By Alexandra Molotkow | Photography by Jess Baumung
At approximately 4 a.m. last Nuit Blanche, some friends and I filed into the brightly lit New Ho King on Spadina for heaping plates of General Tso chicken and hunan tofu. Similarly wired Nuit Blanchers squeezed past our chairs and guffawed loudly from neighbouring tables. The mood was celebratory and a little overwhelming, and by the time we left an hour later, stomachs full, there was still a lineup.
One mark of a great city is that its citizens can purchase a decent meal whenever they want, or a roll of aluminum foil whenever they happen to need it. Or play a game of five-pin whenever they’re feeling spontaneous (Rexdale Bowlerama is open till 4 a.m.). By this standard, Toronto is now officially a 24-hour city, accommodating all sleep schedules with a booming all-night culture.

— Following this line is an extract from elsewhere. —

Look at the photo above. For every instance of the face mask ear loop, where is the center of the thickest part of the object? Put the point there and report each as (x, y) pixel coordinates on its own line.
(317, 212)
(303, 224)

It used to be that the only options were a handful of diners—The Lakeview, Fran’s and Vesta Lunch—or a quick taquito from one of our 19 7-Elevens. They’re now joined by restaurants you might actually visit during normal-person hours. The King West party crowd can rely on the Thompson Hotel for break-of-dawn burgers and Reggie’s Old Fashioned Sandwiches for the old-fashioned sandwiches one needs before staggering home to pass out beside the toilet. The County General, which took over Oddfellows’ old space last fall, is open until 3 a.m. from Thursday to Saturday, which is great for when you can’t sleep but don’t want to feel like the whole world is dead. Whenever I walk by, the sidewalk outside is clogged with belligerent men, and women in fearfully high heels. Sometimes I join them; more often than not I hike up to New Ho for the greasy, delicious carbs I know and love. It’s great to have options, even when you’re a creature of habit.